Sie ist das Erste, das die Kundin bei einem Kosmetikprodukt wahrnimmt: die Verpackung! Neben optischen spielen aber auch ökologische Aspekte eine wichtige Rolle. Wir haben nach den Trends für 2020 gefragt.
Unser Experte
Arne Fehlhaber hat über 20 Jahre Agenturerfahrung. Seit Oktober 2018 ist er Managing Partner und Creative Head bei der inhabergeführten Hamburger Designagentur „brandpack“, die sich auf Markenentwicklung und Verpackungsdesign sowie dessen technische Realisierbarkeit versteht.
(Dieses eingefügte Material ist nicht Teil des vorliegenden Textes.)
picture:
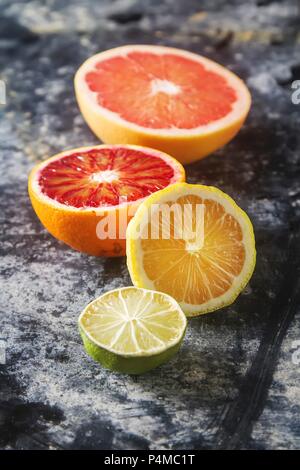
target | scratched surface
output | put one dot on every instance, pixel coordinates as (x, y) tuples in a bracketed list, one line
[(235, 383)]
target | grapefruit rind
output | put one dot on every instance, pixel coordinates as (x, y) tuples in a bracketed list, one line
[(134, 251), (186, 145)]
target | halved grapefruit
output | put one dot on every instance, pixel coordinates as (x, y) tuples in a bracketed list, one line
[(161, 97), (86, 196)]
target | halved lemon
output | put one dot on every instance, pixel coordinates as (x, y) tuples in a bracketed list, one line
[(204, 266), (132, 330)]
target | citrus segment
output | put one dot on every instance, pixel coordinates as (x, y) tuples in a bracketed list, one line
[(161, 97), (202, 273), (73, 191), (132, 330)]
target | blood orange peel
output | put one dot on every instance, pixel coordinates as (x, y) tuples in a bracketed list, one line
[(76, 189), (161, 97)]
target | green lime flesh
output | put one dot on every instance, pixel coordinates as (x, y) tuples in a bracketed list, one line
[(127, 365)]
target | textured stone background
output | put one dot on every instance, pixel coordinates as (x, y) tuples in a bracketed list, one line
[(234, 384)]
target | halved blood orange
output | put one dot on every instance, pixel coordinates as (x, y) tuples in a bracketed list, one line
[(86, 196), (161, 97)]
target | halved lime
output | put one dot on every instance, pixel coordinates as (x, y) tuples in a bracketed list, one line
[(132, 330)]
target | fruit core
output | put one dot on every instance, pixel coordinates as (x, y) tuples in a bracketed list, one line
[(102, 177), (161, 91)]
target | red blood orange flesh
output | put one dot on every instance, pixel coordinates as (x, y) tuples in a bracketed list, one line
[(73, 191)]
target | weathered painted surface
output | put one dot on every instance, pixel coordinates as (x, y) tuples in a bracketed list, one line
[(234, 384)]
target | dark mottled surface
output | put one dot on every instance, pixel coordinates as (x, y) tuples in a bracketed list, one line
[(234, 385)]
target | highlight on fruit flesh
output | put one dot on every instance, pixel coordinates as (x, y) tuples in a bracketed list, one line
[(204, 268), (76, 190), (132, 330), (166, 98)]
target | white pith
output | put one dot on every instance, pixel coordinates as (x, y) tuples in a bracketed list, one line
[(134, 315), (239, 109), (147, 151), (106, 176), (135, 252), (164, 86)]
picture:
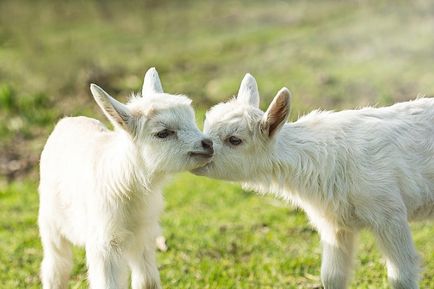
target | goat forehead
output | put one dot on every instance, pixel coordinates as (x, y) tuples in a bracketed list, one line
[(157, 101), (231, 117)]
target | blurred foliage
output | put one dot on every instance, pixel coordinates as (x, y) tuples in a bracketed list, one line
[(331, 54)]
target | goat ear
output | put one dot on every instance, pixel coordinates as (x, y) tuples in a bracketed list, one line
[(277, 113), (248, 92), (151, 82), (116, 112)]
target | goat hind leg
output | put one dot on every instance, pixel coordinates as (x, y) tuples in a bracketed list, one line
[(337, 258), (57, 262), (395, 240)]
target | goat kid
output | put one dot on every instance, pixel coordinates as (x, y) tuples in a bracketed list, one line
[(372, 167), (101, 189)]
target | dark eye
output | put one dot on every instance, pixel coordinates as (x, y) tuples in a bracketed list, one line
[(234, 140), (164, 133)]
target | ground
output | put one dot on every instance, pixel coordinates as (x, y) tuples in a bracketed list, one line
[(330, 54)]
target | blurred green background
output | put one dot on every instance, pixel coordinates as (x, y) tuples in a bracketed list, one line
[(331, 54)]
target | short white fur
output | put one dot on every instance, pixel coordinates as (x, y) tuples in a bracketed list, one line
[(369, 168), (101, 189)]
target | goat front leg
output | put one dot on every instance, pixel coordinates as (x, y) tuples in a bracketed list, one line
[(337, 258), (106, 268), (142, 261), (394, 238)]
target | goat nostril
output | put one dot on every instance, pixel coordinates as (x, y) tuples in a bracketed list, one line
[(207, 143)]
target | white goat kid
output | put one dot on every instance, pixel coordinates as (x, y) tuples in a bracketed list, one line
[(372, 167), (101, 189)]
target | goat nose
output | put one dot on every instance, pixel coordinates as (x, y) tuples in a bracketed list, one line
[(207, 144)]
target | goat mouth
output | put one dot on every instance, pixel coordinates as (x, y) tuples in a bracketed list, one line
[(204, 155)]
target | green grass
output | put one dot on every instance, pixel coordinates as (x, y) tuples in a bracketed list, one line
[(331, 54), (218, 236)]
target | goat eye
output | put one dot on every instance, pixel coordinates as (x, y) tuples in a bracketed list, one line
[(234, 140), (164, 133)]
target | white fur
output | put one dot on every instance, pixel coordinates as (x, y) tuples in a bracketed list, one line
[(101, 189), (348, 170)]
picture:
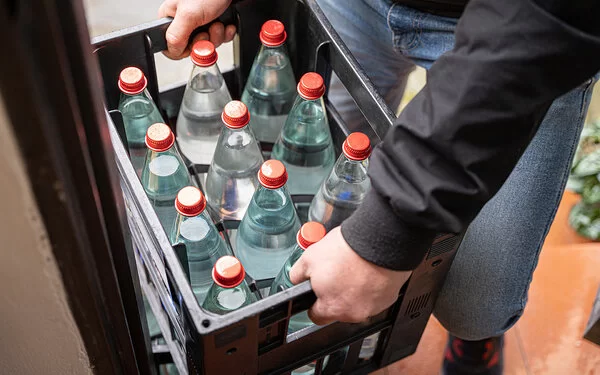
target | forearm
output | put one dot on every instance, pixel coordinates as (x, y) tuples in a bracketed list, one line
[(458, 140)]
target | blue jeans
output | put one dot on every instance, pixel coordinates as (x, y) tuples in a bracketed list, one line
[(486, 289)]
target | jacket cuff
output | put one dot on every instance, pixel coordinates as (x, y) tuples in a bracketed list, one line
[(377, 234)]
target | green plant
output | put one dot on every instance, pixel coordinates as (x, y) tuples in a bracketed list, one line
[(585, 180)]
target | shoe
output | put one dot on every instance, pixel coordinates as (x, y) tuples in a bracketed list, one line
[(484, 357)]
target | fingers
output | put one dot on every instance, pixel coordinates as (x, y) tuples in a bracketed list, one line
[(230, 31), (299, 271), (319, 314), (167, 9), (217, 33)]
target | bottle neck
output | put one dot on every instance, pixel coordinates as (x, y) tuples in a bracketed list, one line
[(352, 171), (191, 228), (221, 300), (308, 111), (272, 199), (206, 78), (237, 138)]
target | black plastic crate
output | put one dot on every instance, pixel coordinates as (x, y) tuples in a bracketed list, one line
[(253, 340)]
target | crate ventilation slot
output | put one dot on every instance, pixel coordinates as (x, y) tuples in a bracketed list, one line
[(443, 247), (417, 304)]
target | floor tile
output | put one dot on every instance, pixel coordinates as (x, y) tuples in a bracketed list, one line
[(560, 300), (429, 355), (548, 338)]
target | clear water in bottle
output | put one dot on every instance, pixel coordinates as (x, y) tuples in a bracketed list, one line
[(267, 234), (139, 112), (232, 177), (204, 245), (346, 186), (271, 86), (206, 94), (229, 290), (164, 173), (305, 145)]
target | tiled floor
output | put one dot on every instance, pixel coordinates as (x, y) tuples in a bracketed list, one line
[(548, 338)]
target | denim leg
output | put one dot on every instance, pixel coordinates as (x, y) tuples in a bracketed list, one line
[(486, 289), (363, 26)]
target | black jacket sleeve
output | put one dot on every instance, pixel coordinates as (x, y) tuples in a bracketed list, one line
[(458, 140)]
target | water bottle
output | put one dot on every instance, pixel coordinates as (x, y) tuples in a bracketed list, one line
[(199, 120), (347, 185), (139, 112), (204, 245), (229, 290), (232, 176), (267, 234), (305, 145), (271, 86), (310, 233), (164, 173)]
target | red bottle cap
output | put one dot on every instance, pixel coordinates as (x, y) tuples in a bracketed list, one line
[(272, 33), (272, 174), (132, 81), (311, 86), (357, 146), (204, 53), (159, 137), (228, 272), (235, 115), (310, 233), (190, 201)]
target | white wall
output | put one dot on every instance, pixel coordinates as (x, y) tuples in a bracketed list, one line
[(38, 334)]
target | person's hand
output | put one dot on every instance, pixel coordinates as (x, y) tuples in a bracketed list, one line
[(348, 288), (188, 15)]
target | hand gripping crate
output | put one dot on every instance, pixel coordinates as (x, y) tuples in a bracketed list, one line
[(254, 340)]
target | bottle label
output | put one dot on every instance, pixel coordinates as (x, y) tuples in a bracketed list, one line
[(164, 165)]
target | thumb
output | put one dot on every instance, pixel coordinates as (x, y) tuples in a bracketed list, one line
[(180, 30), (299, 271)]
BEAUTY FORUM: Was sind die Trends bei Kosmetikverpackungen – woran kommt die Kosmetikerin 2020 nicht vorbei?
Arne Fehlhaber: Ganz klarer Trend ist der ganzheitliche Ansatz von Produkt und Verpackung: von Cradle-to-Grave hin zu Cradle-to-Cradle.
Cradle-to-Cradle meint eine durchgängige und konsequente Kreislaufwirtschaft von Produkt und Verpackung. Dahinter steckt die Idee, von Anfang an in kompletten Kreisläufen zu denken und auf diese Art erst gar keinen Müll im herkömmlichen Sinn entstehen zu lassen. Begriffe wie „Ökologisch“, „Umweltfreundlich“ oder „Nachhaltig“, werden obsolet. Kostbare Ressourcen werden nicht mehr unnötig verschwendet, weil die Verpackung nicht entsorgt, sondern wiederverwertet wird.
Produkt und Verpackung sollten gemeinsam entwickelt und auch deren Entsorgung dabei direkt berücksichtigt werden. Mit dem Ziel, dass alle verwendete Materialien nach Gebrauch weiterverwendet oder zumindest ohne schädliche Rückstände kompostiert werden können.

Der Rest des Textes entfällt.